Prismatic gives B2B SaaS teams ready-made connectors and an API to embed deep integrations directly into their product – in a market headed to $62B.
ENTRY ANGLES
AI-native integration platform that automates integration development · Integration platform targeting enterprise software sales · Developer-focused iPaaS solution leveraging AI for faster deployment
VERTICALS
CAPABILITIES
AI/automation for integration development, Enterprise software integration expertise, Infrastructure for persistent integration needs
Prismatic is a developer platform for cloud-based B2B software companies. It gives them the infrastructure to embed deep integration capabilities directly into their product – letting their customers connect it with whatever other cloud tools they already use.
The platform ships with ready-made connectors for a wide range of popular cloud services. When a developer needs something more specific – a connector to a customer's internal system, for instance – Prismatic's API and component library make it straightforward to build one.
But a connector is just one piece of the puzzle. In practice, enterprise customers don't just need two systems to talk to each other – they need to build full integration workflows: sequences of data exchanges, conditional logic, branching actions triggered by specific events.
With Prismatic, customers can build those workflows themselves – no developer required. A non-technical employee can assemble integrations using a visual editor, dragging the relevant connectors into the right sequence. No code, no IT ticket, no waiting.
When something breaks – whether during setup or in routine operation – Prismatic surfaces a full log of all data exchanges so the problem can be pinpointed quickly. And because that debugging can also be done by the customer's own staff, the support burden on the SaaS vendor's team drops considerably.
Prismatic has been steadily acquiring customers and sustaining strong growth momentum, which is reflected in its investment trajectory: $3.3M in spring 2021, $9M in early 2023, and now $22M – a year after that previous round.
Every company is becoming a software company, whether it wants to or not. The tools stack keeps growing. A MuleSoft study found that organizations of meaningful size were running an average of 1,061 applications in 2023 – up from 976 the year before.
Each application handles a slice of the business. But what companies actually need is to automate full processes that span multiple applications. 80% of companies surveyed said that the single biggest obstacle to digitizing their workflows was the need to integrate those applications with one another.
The result: of the 1,000+ applications in use at a typical enterprise, only 29% are actually integrated into business processes. The rest sit in silos.
This gap spawned its own market category: iPaaS, or Integration Platform as a Service. It covers both standalone integration layers and embedded solutions – like Prismatic – that let SaaS vendors bake integration capabilities directly into their products.
The market is growing fast. iPaaS was worth $5.3B in 2021 and is projected to reach $61.7B by 2030.
Several strong players have emerged, a few of which have been [covered previously](/review/bez-jetogo-uzhe-ne-prodat): WorkOS raised $95M total (including an $80M round in 2022).
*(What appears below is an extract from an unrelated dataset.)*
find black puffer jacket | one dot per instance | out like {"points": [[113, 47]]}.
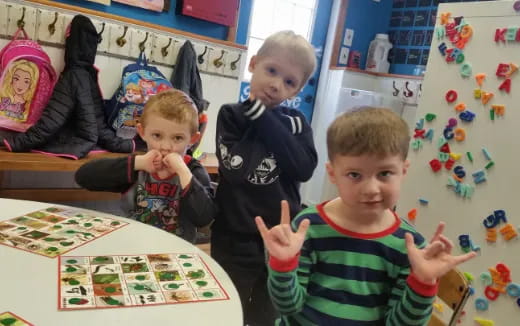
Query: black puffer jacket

Paragon, covered around the same time, raised $16.5M. Merge – [reviewed in spring 2021](/review/integracija-cherez-odno-mesto) when it raised a $4.5M seed – followed with $15M, then $55M. Finch, [covered in early 2023](/review/zolotaja-integracija), focuses exclusively on HR platform integrations and has raised $62.1M. Digibee, not covered here, quietly built to $99.3M raised.
What's striking is that Prismatic's founder didn't set out to build an integration platform. He was building a B2B SaaS product and ended up constructing roughly 600 custom connectors just to satisfy enterprise customer demands. At some point, the connectors had consumed the roadmap. So he stopped, and built a startup around the problem itself.
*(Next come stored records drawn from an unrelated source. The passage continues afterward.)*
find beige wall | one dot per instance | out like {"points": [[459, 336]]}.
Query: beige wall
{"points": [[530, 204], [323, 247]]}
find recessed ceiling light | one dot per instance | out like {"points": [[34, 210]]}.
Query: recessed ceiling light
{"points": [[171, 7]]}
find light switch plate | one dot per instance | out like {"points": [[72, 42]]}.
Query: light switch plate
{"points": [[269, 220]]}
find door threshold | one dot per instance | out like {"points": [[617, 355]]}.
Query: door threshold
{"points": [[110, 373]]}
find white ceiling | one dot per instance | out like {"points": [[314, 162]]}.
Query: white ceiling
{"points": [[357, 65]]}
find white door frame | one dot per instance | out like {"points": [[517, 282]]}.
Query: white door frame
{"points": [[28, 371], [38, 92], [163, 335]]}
The same origin story keeps appearing across this space. The founder of WorkOS was building an email client (Nylas) and discovered that selling to enterprises required integration depth he didn't have. The founder of Paragon built another email client (Polymail) and hit the same wall. The founder of Finch was selling an employee lending product and found he couldn't close deals because his product lacked integrations with the HR systems his prospects used.
In other words, the integration market is invisible until you're inside it – you don't see the problem clearly until you've tried to sell enterprise software and discovered, mid-pitch, that you're missing integrations with a thousand other tools.
Developers have a well-known tendency to build technically beautiful platforms for problems that don't exist. The integration market is the mirror image of that trap: the demand is enormous, obvious to anyone who's tried to sell enterprise software, and growing fast enough that there's still plenty of space.
Given that the iPaaS market is expected to 10x over the next few years, this is a strong opportunity for technically-oriented teams. The problem is well-defined, the potential customer base is large, and the infrastructure need is persistent.
That said, AI is already reaching into this space. Integration development is inherently repetitive work – exactly the kind of task that's ripe for automation. Integration.app has built an AI-native integration platform claiming it can compress development time from weeks to hours.
The underlying principles of building integration platforms are shifting. Anyone entering this space now should factor that in – because the competitive baseline is already moving.